Quien más lo aborrecía era su padre, por más cierto mi compadre; porque yo le bauticé al muchacho. Y parece que para hacer lo que hacía se atenía a su estatura. Era un hombrón así de grande, que hasta daba coraje estar junto a él y sopesar su fuerza, aunque fuera con la mirada. Al verlo uno se sentía como si a uno lo hubieran hecho de mala gana o con desperdicios. Fue, en Corazón de María abarcando los alrededores, el único caso de un hombre que creciera tanto hacia arriba, siendo que los de por ese rumbo crecen a lo ancho y son bajitos; hasta se dice que es allí donde se originan los chaparros; y chaparra es allí la gente y hasta su condición. Ojalá que ninguno de los presentes se ofenda por si es de allá, pero yo me sostengo en mi juicio.

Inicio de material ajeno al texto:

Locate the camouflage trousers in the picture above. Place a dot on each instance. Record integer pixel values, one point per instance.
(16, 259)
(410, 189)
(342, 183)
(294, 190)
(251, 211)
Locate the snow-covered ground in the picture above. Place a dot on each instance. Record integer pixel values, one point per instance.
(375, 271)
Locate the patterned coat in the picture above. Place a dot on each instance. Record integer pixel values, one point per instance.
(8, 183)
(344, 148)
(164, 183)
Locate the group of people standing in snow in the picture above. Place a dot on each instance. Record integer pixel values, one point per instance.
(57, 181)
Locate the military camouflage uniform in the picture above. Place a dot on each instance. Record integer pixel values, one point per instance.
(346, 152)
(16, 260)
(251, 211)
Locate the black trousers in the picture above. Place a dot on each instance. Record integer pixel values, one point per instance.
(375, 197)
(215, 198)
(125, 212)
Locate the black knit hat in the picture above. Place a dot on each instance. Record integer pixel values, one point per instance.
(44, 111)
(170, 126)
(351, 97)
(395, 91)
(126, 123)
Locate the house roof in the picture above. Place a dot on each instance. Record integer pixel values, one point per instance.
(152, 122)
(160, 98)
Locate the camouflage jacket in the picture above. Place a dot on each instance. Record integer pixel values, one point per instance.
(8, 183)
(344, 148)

Y regresando a donde estábamos, les comenzaba a platicar de unos fulanos que vivieron hace tiempo en Corazón de María. Euremio grande tenía un rancho apodado Las Ánimas, venido a menos por muchos trastornos, aunque el mayor de todos fue el descuido. Y es que nunca quiso dejarle esa herencia al hijo que, como ya les dije era mi ahijado. Se lo bebió entero a tragos de «bingarrote», que conseguía vendiendo pedazo tras pedazo de rancho y con el único fin de que el muchacho no encontrara cuando creciera de dónde agarrarse para vivir. Y casi lo logró. El hijo apenas si se levantó un poco sobre la tierra, hecho una pura lástima, y más que nada debido a unos cuantos compadecidos que le ayudaron a enderezarse; porque su padre ni se ocupó de él, antes parecía que se le cuajaba la sangre de sólo verlo.
Pero para entender todo esto hay que ir más atrás. Mucho más atrás de que el muchacho naciera, y quizá antes de que Euremio conociera a la que iba a ser su madre.